The graphs of $A$ and $A^{\star}$ are related by a very simple orthogonality relation: Consider the isomorphism $I: F^{\star} \times E^{\star} \rightarrow E^{\star} \times F^{\star}$ defined by $ I([v, f])=[-f, v]. $ Then $ I\left[G\left(A^{\star}\right)\right]=G(A)^{\perp}. $
Indeed, let $[v, f] \in F^{\star} \times E^{\star}$, then
$$\begin{align} [v, f] \in G\left(A^{\star}\right) & \iff \langle f, u\rangle=\langle v, A u\rangle \quad \forall u \in D(A) \\ & \iff -\langle f, u\rangle+\langle v, A u\rangle=0 \quad \forall u \in D(A) \\ & \iff [-f, v] \in G(A)^{\perp}. \end{align}$$
Because the graph $G(A) \subseteq E \times F$, so by definition of orthogonal complement in Section 1.3 The Bidual $$G(A)^\perp := (G(A))^\perp := \{T \in (E\times F)^\star \mid \forall (x,y) \in G(A),T(x,y) =0\}.$$
How $[-f, v] \in G(A)^{\perp}$ for $[v, f] \in F^{\star} \times E^{\star}$? I meant how can $[-f, v]$ belong to $(E\times F)^\star$.
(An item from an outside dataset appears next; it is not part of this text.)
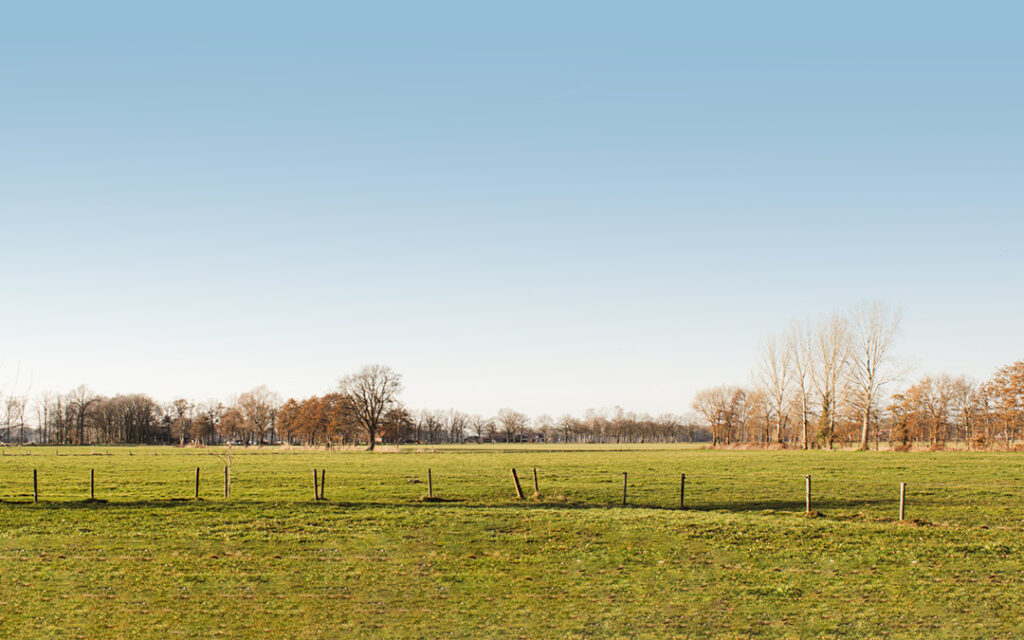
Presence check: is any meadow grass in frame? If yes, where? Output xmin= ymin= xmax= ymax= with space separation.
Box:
xmin=0 ymin=445 xmax=1024 ymax=638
Consider the map $$T: (E \times F)^\star \to E^\star \times F^\star, g \mapsto (g_1, g_2) :=(g\restriction E \times \{0_F\}, g\restriction \{0_E\} \times F).$$
It's easy to check that $g(x, y) := g_1(x)+g_2(y)$ and that $T$ is an isomorphism, i.e., $(E \times F)^\star \cong E^\star \times F^\star$. That's why we can identify $(E \times F)^\star$ with $E^\star \times F^\star$.